An interview with a Shell Oil representative is claiming we might be paying $5 a gallon in two years. I shudder to think about what that means for me for California because we are up there with the most expensive gas in the nation. It’s a good thing that I work at home and don’t drive too much.
Then earlier today, I came across this article that predicted food costs more than ever and the United Nations says prices can go much higher.
Great googly moogly, higher gas prices and higher food prices?!?! What can be done about this? I’ll tell you what I’m doing: hedging my investments. When gas was cheap, I bought some PowerShares DB Oil Fund (NYSE:DBO). I also bought some PowerShares DB Agriculture Fund. Investing in these two commodities takes some of the sting away from rising prices.
Looking for a great way to complement that strategy? How about implementing these tips to save money on groceries and save money on gas?
What do you think? Are you hedging your bets against higher prices or not? Is now the time buy or have prices of these ETFs already risen too much? Is this six straight question I’ve asked? Yes it is.
Money Beagle says
Having seen gas prices rise throughout the fall and winter (when they traditionally decline) and seeing the predictions of $4 and $5 gas, I decided to hedge by purchasing shares in the oil industry. They’re making record profits from all this so it’s a way to take some back. So far, so good.
Oil and gas are two different things. Most of the price increase is due to manipulation, not demand and supply.
Lazy Man says
I understand that, but I don’t see a way to hedge against manipulation.
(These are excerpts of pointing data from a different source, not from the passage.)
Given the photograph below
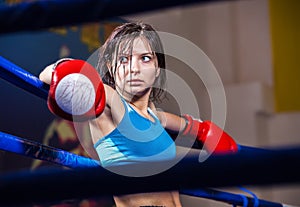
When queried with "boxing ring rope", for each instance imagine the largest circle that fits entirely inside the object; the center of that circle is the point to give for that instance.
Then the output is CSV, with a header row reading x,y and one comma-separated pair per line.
x,y
34,15
35,186
257,167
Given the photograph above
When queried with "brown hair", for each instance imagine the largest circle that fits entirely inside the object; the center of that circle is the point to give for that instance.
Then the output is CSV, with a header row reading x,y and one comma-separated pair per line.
x,y
127,33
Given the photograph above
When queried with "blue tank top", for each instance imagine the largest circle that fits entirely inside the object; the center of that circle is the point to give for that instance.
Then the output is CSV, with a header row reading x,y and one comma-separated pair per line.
x,y
135,139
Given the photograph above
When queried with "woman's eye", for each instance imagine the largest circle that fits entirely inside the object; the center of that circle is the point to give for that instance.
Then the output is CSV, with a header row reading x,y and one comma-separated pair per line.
x,y
123,60
146,58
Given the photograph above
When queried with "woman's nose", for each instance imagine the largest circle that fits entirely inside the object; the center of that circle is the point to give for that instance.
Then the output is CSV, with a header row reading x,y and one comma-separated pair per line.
x,y
135,66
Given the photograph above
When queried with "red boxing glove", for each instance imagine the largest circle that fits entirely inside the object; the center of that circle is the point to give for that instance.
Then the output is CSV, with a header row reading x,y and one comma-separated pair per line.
x,y
76,91
214,139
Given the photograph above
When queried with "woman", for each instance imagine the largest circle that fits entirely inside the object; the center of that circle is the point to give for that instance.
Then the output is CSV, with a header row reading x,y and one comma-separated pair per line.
x,y
127,128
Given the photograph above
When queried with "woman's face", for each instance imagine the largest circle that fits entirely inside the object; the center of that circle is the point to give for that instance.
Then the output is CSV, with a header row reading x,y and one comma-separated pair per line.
x,y
136,69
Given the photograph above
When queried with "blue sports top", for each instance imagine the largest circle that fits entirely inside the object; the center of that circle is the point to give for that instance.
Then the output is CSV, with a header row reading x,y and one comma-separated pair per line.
x,y
135,139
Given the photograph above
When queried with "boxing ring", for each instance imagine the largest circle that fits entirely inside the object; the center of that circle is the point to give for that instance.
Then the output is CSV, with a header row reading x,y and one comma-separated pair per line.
x,y
273,164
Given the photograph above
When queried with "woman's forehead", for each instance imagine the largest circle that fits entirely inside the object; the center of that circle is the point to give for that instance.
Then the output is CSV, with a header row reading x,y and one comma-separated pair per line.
x,y
139,45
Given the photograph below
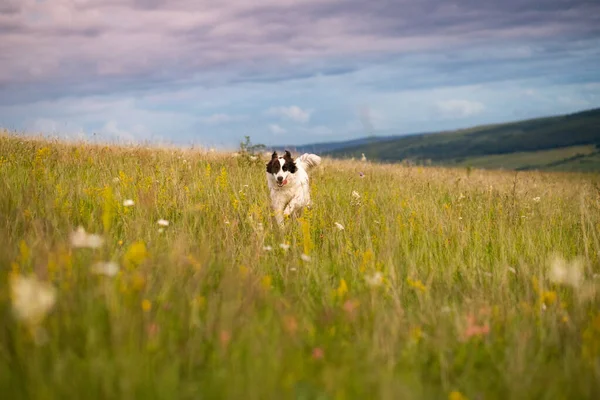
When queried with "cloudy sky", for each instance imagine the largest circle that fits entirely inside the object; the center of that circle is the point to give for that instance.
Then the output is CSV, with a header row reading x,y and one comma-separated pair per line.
x,y
290,71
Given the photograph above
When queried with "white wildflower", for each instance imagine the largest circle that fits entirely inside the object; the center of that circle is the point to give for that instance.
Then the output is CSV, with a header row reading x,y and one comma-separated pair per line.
x,y
374,280
566,273
31,299
108,268
80,238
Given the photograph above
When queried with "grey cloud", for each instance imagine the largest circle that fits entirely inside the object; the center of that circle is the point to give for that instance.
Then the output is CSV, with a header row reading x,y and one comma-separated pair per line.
x,y
58,48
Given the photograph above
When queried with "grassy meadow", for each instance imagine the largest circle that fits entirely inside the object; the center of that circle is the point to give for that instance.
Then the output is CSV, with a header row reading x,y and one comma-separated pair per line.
x,y
400,283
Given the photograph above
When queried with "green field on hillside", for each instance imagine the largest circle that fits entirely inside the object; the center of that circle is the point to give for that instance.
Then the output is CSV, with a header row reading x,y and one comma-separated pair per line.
x,y
129,272
501,145
559,159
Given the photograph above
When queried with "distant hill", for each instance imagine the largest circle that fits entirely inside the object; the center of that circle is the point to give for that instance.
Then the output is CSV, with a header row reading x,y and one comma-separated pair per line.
x,y
331,146
566,142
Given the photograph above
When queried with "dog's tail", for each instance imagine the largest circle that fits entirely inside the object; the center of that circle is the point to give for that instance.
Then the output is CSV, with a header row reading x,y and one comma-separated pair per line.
x,y
309,161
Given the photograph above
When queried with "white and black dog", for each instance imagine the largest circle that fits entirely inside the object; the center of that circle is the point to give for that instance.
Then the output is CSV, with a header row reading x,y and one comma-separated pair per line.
x,y
288,183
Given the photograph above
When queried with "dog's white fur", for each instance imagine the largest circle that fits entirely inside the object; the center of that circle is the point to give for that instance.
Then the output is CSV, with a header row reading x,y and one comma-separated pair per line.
x,y
290,191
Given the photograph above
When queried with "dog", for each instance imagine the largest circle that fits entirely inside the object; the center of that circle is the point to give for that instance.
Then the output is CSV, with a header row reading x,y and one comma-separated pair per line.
x,y
288,183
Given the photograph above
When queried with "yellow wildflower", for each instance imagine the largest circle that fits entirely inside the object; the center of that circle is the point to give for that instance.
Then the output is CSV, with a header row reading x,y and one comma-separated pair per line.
x,y
342,289
417,285
146,305
456,395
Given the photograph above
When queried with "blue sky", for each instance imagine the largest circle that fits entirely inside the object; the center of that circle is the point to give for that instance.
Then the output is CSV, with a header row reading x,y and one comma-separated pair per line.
x,y
289,71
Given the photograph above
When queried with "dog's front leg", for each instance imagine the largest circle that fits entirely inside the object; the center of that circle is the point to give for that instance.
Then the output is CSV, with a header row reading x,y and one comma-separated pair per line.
x,y
279,216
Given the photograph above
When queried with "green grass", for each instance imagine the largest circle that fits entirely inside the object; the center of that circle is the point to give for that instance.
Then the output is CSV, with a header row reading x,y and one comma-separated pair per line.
x,y
201,310
496,141
544,159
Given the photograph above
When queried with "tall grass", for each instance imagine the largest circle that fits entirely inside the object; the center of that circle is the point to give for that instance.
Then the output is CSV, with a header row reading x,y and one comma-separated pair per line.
x,y
438,285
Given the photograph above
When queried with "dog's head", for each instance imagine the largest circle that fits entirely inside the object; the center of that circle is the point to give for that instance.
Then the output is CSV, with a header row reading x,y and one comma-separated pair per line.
x,y
281,169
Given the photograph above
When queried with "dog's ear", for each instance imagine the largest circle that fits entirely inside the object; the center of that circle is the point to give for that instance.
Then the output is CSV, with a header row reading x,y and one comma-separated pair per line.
x,y
289,162
273,165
Plus I expect the amount of manipulation to be relatively constant number… over the long haul.
If you put the graphs of gas prices over a graph of oil prices, they are related.
Lazyman – I have been doing this for years, and until now have never heard this strategy mentioned anywhere. I had planned on writing about my “unique” hedging strategy on my blog. Looks like you beat me to it.
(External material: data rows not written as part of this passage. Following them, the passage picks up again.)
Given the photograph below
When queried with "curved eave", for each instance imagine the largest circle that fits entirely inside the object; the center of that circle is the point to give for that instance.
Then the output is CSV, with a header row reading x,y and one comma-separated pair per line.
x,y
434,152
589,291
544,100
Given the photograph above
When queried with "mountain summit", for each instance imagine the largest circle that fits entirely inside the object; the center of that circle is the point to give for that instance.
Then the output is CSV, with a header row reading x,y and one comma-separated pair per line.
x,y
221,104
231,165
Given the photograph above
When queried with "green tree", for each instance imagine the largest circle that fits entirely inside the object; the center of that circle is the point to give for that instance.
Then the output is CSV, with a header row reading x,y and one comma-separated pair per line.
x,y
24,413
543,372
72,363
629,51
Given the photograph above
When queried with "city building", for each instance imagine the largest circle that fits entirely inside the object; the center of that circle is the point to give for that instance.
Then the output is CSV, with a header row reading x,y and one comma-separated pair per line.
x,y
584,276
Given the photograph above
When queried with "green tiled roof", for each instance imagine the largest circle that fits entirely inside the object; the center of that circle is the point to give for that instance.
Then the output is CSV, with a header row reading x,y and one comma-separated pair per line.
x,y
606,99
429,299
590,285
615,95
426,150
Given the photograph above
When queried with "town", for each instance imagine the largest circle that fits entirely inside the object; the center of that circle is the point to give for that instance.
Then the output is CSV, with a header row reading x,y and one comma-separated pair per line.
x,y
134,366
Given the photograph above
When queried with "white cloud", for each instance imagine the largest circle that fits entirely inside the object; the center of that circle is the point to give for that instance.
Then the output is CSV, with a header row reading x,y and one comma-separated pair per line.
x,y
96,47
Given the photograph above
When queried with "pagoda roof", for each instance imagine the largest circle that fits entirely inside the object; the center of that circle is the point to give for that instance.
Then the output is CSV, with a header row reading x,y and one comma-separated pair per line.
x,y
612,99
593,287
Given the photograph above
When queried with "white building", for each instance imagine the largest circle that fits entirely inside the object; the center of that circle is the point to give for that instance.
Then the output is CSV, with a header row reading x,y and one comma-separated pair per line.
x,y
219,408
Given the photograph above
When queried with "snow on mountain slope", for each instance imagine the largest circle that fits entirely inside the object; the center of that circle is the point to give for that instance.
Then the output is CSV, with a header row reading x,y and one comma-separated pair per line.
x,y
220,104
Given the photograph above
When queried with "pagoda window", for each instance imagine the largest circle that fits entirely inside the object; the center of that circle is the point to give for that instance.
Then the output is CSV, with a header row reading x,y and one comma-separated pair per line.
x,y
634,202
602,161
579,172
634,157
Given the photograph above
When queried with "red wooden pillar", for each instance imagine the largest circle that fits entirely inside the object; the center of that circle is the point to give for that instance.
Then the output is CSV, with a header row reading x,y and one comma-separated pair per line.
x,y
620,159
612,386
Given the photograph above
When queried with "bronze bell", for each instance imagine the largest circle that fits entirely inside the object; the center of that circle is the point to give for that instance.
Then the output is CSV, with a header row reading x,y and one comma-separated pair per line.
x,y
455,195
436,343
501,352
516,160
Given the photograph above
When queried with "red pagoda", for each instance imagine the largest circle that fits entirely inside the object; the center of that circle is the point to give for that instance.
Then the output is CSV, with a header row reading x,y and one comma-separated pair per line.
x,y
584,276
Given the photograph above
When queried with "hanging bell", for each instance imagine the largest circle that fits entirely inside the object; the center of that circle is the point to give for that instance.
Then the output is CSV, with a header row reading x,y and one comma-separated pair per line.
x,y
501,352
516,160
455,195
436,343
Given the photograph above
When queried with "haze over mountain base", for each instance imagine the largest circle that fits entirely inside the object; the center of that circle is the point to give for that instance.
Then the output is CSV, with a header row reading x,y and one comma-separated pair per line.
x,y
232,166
You are correct – the direction of oil/gas prices usually determine the stock prices. Price per gallon goes up, so do the the prices of oil and gas companies. Stock prices track +/- the cost of a barrel.
When I go to the pump and see the price/per gallon up 10 cents, there is a good chance my stock price has gone up too, offsetting the extra money I’ve spent to fill my tank.
Most complain about high fuel costs and don’t think they can do anything about it. Yes they can … they can hedge using ETF’s or individual equities.
Good job, man! Thanks for being the first (to my knowledge) to bring this strategy to the masses.
– The Contrarian
Jacq @ Single Mom Rich Mom says
I’ve worked in oil and gas for quite a few years – and yes, have had a hedge in place like this for a long time.
There are better investments than DBO. I prefer investing in Oil (and gas) and receive a dividend.
Look at PBT as an example. With up-trend and down-trend on the way, it’s better to get a good dividend on the side.
I like your work.
Lazy Man says
I agree that there might be better ones out there than DBO. DBO is kind of an odd ETF… I had to fill out a Schedule K for it one year.
I looked at PBT and I’m quite confused. It doesn’t look like it is designed to track gas prices or if it is, it doesn’t seem clear about it. The FAQ on the website makes sound very complicated with worksheets to fill out and such.